IMPORTANT: Details about end of competition evaluations 🎯

dipam · March 24, 2022, 5:29pm

Hi Everyone,

I’ve seen multiple people’s posts suggesting changes in the purchase phase training pipeline. This post is to clarify some details about the end of competition evaluations and explain some its implications.

First of all, thanks a lot to everyone who have provided feedback for the training pipeline. It has been very valuable to us for the challenge design.

TL;Dr - Please submit your best purchase strategies, you’ll need to select them for end of competition evaluations which will run 5 post purchase training pipelines.

Current problems

Many have pointed out that the training pipeline does not provide good scores. I’ll break these down some categories.

Concerns about the best purchases not being incentivised correctly
1. Model is too weak and cannot learn hard examples - This is a legitimate concern, though I do not currently know the scale to which it is applicable. We’re investigating this.
2. Not using GaussianBlur in testing changes the optimal labels - Currently I have not found any strong evidence of this, but would love to discuss further.
3. Model does not converge due to low epochs hence too stochastic - I did not find the stochasticity in scores to be too much and feel it is in expected practical limits. However, in the later part of this post I’ll be addressing this further.
These are the most important concerns we’re looking to resolve. Some of them are also difficult to measure, and the discussion becomes qualitative and opinionated. We want to resolve it in the most quantitative and fair way possible.
Concerns that the score is too low
1. The feature layers are frozen
2. The model is too small and plateaus
3. GaussianBlur is not used in test
For these, I’d like to reiterate that the score is not important, rather, maximising the score by making the best purchase strategies is the goal of the competition.

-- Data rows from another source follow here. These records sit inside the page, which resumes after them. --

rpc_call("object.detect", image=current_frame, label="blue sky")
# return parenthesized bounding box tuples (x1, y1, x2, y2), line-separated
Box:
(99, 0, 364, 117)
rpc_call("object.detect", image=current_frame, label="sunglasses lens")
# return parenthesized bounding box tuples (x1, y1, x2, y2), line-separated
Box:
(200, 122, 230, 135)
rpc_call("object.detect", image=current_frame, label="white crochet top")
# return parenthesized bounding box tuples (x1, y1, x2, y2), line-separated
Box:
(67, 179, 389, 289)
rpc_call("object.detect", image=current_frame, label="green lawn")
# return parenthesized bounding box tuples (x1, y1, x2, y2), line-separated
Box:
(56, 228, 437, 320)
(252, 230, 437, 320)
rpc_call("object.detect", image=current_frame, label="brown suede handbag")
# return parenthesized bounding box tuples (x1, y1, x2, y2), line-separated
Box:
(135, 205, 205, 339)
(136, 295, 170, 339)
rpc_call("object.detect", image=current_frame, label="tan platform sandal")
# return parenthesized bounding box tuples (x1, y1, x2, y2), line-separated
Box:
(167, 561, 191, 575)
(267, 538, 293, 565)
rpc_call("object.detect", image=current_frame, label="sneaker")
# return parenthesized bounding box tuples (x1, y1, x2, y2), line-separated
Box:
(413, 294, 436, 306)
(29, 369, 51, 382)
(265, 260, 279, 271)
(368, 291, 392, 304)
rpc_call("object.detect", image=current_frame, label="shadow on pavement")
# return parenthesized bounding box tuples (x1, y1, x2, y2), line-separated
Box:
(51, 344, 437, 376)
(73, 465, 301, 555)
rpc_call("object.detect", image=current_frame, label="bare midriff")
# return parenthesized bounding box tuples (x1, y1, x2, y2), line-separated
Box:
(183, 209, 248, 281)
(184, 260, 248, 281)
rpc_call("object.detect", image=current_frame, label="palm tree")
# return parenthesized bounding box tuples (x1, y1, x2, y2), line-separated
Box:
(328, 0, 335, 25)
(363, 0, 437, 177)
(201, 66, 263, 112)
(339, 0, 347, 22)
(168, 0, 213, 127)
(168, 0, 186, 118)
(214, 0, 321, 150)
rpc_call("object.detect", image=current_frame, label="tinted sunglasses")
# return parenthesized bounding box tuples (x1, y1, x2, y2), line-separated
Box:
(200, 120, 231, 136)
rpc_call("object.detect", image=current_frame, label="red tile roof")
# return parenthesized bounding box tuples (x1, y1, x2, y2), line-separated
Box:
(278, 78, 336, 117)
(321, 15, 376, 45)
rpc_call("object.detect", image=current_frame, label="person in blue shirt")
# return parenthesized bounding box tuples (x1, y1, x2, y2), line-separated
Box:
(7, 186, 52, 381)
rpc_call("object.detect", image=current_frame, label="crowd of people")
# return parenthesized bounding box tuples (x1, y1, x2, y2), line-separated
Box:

End of competition Evaluations

In addition to changing the dataset for end of competition evaluations. We will run select submissions on multiple training pipelines in the post purchase phase.

The detailed steps are given below:

Eligible teams will select two of their submissions to evaluate - Eligibility criteria to be announced soon, it will be based on Round 2 leaderboard.
Each submission will run through the pre-train and the purchase phase on the end of competition dataset.
The same purchased labels will be put through 5 training pipelines - Details to be released soon.
Each training pipeline will be run for 2 seeds and scores averaged, to address any stochasticity in scores.
To avoid issues due to difference of average scores from different training pipelines, a Borda ranking system will be used.

We hope this will inceltivize participants to select the best purchase strategies and not optimize for the current training pipeline. We’re unable to incorporate this setup during the live round due to the prohibitive cost of compute for each run.

Training pipeline survey

Please vote here for your favoured schemes. Note that is not a vote to select the training pipelines, just a survey of participant’s preferences, but we’ll take the results very seriously.

Unfreeze feature layers in base model
Use Gaussian Blur During Test
Train for more epochs
Use bigger model - Efficientnet-B7
Train more epochs + Unfreeze feature layers in base model
Train more epochs + Use Gaussian Blur During Test
Remove Gaussian Blur from training
Unfreeze feature layers in base model + Remove Gaussian Blur from training

0 voters

Please feel free to suggest any other changes if I have missed them.

ArtemVoronov · March 24, 2022, 8:33pm

Hi! Survey now requires exact 4 options to be selected, what if I want to select only 1 or 2?

dipam_chakraborty · March 25, 2022, 1:14am

@ArtemVoronov Its intentional. Please select 4.

Camaro · March 25, 2022, 2:15pm

@dipam Voted, thanks for considering our opinions seriously.
I’m convinced that it will lead to good results for everyone!
By the way, there are only 2 weeks left, are you planning to extend the deadline or keep it as it is?

dipam · March 27, 2022, 2:52pm

@Camaro Probably no extension as far as I know. Will inform in case of any changes.

chuifeng · March 31, 2022, 3:17am

@dipam hi, I would like to know when these changes will take effect

dipam_chakraborty · March 31, 2022, 3:31am

Hi @chuifeng

There will be no live submissions with these changes. You will have to select 2 of your submissions from Round 2 for the final evaluations. Form and instructions selecting submissions will be provided before the competition ends.

chuifeng · March 31, 2022, 3:44am

I get it. thanks for your reply